The question of what surgical procedure is best for the treatment of recurrent patellar dislocation with patella alta remains. MPFL reconstruction has an advantage of reproducing the primary restraint against lateral patellar displacement [14, 21, 32, 40], while the single application of MPFL reconstruction to the knee with patella alta is questionable. Nomura [36] reported that only 2 of 24 MPFL-reconstructed knees experienced postoperative re-dislocation or subluxation in the long-term follow-up; however, the series involved only 1 knee with the ISR more than 1.25. Arendt [3] specified the patellar height with the ISR less than 1.2 as one of the indication criteria for isolated MPFL reconstruction. Undesirable distribution of much more tension into the reconstructed MPFL than the patellar tendon increases a risk of postoperative extension lag and quadriceps weakness after MPFL reconstruction for patella alta [43]. MPFL reconstruction combined with distalization of the tibial tuberosity was recommended for the knee with the ISR more than 1.4 [2], whereas no clinical results have been demonstrated. Theoretically, distalization of the tibial tuberosity combined with Fulkerson procedure is available to normalize the patellar height and to correct the patellofemoral alignment and was recommended as a good long-lasting surgical solution with successful clinical results [10, 38, 44]. From the results of this study, it is suggested that isolated Fulkerson procedure should be avoided and combined distal transfer is recommended in cases of patella alta with ISR of 1.30 or more. Careful patient selection based on precise preoperative examinations could potentially improve the surgical outcomes by reducing the risk of postoperative patellar instability after Fulkerson procedure for recurrent patellar dislocation.

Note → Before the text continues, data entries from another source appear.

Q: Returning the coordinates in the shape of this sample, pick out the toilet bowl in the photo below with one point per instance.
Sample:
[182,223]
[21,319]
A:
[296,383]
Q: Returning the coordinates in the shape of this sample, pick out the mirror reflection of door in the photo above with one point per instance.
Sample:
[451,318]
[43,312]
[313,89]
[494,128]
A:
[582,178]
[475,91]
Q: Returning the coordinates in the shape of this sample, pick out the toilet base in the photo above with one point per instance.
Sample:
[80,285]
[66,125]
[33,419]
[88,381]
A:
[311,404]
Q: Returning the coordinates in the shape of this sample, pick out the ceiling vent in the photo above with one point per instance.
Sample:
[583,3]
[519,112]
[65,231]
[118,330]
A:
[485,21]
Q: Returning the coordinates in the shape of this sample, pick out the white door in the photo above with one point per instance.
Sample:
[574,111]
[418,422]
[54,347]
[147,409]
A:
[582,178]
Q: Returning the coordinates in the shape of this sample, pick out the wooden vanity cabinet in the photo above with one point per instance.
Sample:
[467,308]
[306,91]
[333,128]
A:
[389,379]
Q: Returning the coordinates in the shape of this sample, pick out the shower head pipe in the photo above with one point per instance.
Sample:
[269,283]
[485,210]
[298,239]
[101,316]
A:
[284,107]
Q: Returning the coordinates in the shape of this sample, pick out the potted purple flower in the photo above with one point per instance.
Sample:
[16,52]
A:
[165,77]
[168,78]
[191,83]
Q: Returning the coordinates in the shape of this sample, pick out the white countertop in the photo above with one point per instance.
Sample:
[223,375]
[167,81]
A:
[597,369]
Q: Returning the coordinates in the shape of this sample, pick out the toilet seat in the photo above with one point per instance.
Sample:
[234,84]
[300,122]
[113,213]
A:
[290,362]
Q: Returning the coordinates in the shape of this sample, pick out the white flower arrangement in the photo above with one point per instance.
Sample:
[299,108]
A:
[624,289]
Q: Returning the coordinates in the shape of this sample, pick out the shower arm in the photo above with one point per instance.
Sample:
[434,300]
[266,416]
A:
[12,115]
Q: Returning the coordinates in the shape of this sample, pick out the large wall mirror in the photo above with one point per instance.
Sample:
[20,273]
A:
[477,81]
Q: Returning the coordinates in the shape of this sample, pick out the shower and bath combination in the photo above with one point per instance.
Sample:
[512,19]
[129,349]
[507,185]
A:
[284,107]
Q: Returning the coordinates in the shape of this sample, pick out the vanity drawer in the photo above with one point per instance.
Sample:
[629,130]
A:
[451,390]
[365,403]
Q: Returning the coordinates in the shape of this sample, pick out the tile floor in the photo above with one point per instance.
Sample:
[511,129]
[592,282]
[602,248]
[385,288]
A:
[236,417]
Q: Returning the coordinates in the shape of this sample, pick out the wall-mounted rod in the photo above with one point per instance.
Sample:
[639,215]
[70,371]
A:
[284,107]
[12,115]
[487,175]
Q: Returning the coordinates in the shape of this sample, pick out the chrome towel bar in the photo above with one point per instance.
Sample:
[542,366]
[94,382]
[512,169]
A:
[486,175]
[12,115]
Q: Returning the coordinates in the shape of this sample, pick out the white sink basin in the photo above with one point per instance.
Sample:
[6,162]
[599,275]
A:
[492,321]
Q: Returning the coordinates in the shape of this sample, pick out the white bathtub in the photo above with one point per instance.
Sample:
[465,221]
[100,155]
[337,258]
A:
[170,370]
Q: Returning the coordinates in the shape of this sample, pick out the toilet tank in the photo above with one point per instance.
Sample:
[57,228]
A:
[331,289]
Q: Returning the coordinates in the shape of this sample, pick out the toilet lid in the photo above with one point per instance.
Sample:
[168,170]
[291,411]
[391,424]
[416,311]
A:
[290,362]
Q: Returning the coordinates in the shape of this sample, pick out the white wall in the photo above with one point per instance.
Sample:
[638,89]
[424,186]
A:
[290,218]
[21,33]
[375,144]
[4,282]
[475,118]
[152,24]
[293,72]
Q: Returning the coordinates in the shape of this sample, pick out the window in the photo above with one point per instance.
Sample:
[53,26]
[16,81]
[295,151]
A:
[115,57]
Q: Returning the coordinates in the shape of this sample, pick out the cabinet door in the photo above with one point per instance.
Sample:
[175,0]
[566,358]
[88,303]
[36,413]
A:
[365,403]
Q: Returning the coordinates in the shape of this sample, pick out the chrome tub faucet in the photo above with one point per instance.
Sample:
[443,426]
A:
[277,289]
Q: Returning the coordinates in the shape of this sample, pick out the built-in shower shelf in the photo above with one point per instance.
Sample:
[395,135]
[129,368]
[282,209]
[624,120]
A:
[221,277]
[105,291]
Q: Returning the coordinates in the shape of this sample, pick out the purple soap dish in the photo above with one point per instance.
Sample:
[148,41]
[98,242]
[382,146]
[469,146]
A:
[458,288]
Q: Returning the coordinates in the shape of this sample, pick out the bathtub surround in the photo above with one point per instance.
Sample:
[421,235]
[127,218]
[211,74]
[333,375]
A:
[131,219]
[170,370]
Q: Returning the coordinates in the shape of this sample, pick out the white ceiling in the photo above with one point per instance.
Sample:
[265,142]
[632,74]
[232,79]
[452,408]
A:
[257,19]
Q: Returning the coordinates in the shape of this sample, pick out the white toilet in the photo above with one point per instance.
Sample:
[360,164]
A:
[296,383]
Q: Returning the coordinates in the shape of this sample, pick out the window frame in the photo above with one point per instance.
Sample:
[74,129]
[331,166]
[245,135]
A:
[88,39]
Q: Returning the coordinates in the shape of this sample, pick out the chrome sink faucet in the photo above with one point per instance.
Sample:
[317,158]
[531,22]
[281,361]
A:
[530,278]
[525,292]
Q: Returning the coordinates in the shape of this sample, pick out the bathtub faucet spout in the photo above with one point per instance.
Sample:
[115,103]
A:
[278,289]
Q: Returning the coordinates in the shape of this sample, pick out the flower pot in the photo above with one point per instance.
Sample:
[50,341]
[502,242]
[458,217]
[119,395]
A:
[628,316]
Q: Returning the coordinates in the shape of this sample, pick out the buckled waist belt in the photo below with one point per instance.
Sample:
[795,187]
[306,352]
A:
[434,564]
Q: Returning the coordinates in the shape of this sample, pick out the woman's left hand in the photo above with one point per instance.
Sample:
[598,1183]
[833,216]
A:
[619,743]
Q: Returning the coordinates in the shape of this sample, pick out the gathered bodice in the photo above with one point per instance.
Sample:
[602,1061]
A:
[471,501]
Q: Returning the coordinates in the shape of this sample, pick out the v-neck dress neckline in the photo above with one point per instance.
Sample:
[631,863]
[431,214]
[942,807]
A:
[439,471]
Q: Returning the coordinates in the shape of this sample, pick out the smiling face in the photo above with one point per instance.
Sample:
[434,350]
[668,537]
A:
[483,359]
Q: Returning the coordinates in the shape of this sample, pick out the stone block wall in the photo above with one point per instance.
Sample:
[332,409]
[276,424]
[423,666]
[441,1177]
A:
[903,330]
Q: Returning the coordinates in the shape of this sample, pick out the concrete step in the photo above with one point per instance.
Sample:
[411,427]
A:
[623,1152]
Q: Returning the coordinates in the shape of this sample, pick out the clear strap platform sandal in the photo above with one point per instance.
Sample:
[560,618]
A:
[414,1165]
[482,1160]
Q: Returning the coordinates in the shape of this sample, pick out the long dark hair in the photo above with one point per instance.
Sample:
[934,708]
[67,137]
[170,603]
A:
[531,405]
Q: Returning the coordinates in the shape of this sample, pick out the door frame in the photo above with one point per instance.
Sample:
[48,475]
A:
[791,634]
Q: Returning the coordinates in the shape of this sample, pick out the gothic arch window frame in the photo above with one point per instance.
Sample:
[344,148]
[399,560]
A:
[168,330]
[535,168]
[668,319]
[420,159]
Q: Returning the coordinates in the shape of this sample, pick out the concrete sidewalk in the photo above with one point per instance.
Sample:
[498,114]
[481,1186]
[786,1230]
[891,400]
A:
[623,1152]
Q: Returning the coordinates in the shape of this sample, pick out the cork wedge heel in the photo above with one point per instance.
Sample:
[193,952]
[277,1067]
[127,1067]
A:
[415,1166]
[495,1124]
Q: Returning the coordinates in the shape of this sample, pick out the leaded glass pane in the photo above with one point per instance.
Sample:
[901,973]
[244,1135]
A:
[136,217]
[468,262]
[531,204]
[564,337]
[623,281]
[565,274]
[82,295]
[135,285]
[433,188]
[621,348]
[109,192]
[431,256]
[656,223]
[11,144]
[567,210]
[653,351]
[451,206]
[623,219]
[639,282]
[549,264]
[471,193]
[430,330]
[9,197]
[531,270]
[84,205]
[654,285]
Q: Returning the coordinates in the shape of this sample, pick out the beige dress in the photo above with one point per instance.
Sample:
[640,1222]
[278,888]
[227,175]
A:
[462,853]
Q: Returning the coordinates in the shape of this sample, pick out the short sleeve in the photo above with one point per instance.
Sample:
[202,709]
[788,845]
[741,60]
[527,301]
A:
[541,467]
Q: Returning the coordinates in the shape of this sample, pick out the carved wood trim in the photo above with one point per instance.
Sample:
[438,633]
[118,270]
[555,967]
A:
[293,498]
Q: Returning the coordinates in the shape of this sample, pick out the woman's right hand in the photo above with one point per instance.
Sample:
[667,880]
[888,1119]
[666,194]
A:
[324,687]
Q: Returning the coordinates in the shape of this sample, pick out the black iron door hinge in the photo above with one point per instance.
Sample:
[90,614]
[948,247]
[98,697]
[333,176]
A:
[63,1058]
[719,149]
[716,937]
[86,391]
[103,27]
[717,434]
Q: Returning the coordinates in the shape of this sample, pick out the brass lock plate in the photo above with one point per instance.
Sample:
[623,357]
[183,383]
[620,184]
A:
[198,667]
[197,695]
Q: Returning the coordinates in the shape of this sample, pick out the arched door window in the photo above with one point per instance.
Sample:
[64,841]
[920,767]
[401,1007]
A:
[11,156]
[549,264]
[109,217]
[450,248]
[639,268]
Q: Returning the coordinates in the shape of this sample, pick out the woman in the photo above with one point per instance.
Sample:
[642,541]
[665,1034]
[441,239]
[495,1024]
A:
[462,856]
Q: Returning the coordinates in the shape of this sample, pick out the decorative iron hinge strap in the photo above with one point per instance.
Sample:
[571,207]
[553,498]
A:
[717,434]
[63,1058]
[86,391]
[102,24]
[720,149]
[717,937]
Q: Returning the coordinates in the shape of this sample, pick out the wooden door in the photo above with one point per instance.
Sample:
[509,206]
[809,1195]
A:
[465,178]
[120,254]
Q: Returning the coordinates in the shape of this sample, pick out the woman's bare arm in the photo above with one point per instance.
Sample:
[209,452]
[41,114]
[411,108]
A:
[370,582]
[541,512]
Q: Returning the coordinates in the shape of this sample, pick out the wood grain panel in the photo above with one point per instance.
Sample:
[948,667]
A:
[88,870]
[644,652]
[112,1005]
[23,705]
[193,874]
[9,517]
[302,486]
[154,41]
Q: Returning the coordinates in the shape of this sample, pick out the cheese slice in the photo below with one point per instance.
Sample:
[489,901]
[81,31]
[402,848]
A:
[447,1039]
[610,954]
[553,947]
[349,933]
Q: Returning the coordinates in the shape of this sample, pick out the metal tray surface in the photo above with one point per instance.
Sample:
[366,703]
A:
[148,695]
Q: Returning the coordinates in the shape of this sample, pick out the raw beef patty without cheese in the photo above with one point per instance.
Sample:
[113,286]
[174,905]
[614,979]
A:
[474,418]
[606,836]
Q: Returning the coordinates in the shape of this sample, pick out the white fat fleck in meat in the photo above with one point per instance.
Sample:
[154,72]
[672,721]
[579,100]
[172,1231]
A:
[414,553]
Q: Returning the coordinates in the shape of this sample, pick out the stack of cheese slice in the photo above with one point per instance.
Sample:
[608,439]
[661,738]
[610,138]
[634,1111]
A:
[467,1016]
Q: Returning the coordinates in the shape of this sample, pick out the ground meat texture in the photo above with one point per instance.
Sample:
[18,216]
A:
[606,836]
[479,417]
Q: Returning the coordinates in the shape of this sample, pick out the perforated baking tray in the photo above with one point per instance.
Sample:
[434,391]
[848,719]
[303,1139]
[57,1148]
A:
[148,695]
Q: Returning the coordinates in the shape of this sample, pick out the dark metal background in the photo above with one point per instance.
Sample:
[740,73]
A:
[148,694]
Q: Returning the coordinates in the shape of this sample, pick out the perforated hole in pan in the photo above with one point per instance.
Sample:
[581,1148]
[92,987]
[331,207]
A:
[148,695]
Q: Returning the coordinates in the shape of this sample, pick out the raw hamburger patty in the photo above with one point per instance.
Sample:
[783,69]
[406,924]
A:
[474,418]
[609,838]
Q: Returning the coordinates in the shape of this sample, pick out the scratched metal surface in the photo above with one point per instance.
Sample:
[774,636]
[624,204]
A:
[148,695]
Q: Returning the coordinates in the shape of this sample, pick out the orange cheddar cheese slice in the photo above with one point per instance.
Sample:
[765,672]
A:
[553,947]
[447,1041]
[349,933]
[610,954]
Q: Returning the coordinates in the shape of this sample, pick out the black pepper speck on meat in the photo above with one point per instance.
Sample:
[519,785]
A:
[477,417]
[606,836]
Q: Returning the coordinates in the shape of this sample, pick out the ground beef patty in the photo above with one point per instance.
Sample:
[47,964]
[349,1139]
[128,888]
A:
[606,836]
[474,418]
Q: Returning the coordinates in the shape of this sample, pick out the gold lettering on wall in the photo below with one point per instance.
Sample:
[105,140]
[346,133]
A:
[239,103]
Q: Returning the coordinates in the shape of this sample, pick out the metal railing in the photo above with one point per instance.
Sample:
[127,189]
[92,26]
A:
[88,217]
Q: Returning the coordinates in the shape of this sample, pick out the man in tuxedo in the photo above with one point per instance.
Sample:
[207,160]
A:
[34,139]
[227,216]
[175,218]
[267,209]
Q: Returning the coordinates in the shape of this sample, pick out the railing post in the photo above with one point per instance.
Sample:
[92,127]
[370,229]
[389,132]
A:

We note several limitations to our study. The muscular function to control the knee and hip joints plays an important role for stabilizing the patella [18, 27]; however, it was not examined. A lack of postoperative CT images made it difficult to analyze the effect of medialization distance on postoperative instability. The clinical evaluation at the final follow-up was performed by only 1 author, who did not have the detailed data of the preoperative radiologic measurements but could obtain the surgical information, and it potentially introduced a degree of bias.

Conclusion

In summary, the mid-term clinical study demonstrated that most patients with recurrent patellar dislocation gained successful knee function after Fulkerson procedure with or without lateral retinacular release. However, postoperative patellar instability was present in 11.3% of knees and statistically correlated with the magnitude of patella alta. The patient who is treated with Fulkerson procedure should be strictly selected based on the predisposing anatomic factors of patellar instability with a special focus on the patella height. Single application of Fulkerson procedure for recurrent patellar dislocation with severe patella alta increases the risk of postoperative patellar instability.